Hawaii’s fish ponds were essentially very efficient farms. They involve building a stacked-stone wall to encircle an area of the bay to create a shallow, enclosed pond. Fish gates allow tiny fish to enter the pond from the ocean. Then, as the fish grow, they are not be able to slip back through the gates to the open bay. In this way, Hawaiians could raise their food with hundred-fold efficiency over open-water fishing.
Today, the Waikalua Loko fish pond does not yet produce fish for market. It’s mostly an educational space and research laboratory, as researchers from the University of Hawaii are working with Herb to figure out how best to raise fish under current conditions. Herb wants to “be the bridge between indigenous wisdom and contemporary science.”
The long horizon. Every one of our hosts talked about this. With work like land restoration and all the spiritual dimensions thereof, you have to think on at least a thirty-year horizon. It will take 30 years to remove the invasives from Hakuhia land. It took Herb 26 years to remove invasive mangroves and restore the ancient fish pond. All of this land and cultural/spiritual repair will take generations.

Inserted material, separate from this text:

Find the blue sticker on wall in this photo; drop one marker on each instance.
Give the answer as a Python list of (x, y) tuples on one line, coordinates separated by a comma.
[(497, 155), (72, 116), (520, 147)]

Ron and I on the beach. Yeah, it was tough.
How we suffered.
Well, there’s still more to consider about what we learned. I hope to write more about these Hawaii adventure in Refugia Church as I work on the manuscript this year. And I also plan to release a Refugia podcast episode about Hakuhia next fall. I’ll keep you posted. Meanwhile, know that people of faith are doing amazing work on Oahu.
Mahalo means thank you. Ron and I are so grateful for the whole experience. We were generously funded on this trip by an A Rocha grant through the Lilly Foundation. Our hosts at First Prez, the kalo farm, and pond welcomed us so graciously and lavishly, and our whole group had such a wonderful time together. Shoutout to Mark and Vicki Lepick for being hospitality saints—and for that carrot cake iykyk. I deeply cherish all these refugia connections. Mahalo is a rich kind of thanks, and I mean every bit of it.
This was hanging in the bathroom at our Airbnb. Not the place I would choose to hang this, but why not?
That’s plenty for this week, eh? Mahalo for reading, and till next time, aloha and be well.
As always, bold type in quotations is added unless otherwise indicated.
This sounds right: "we create a million seedlings of climate action, justice, kindness, and we just keep them going..." Let's do it!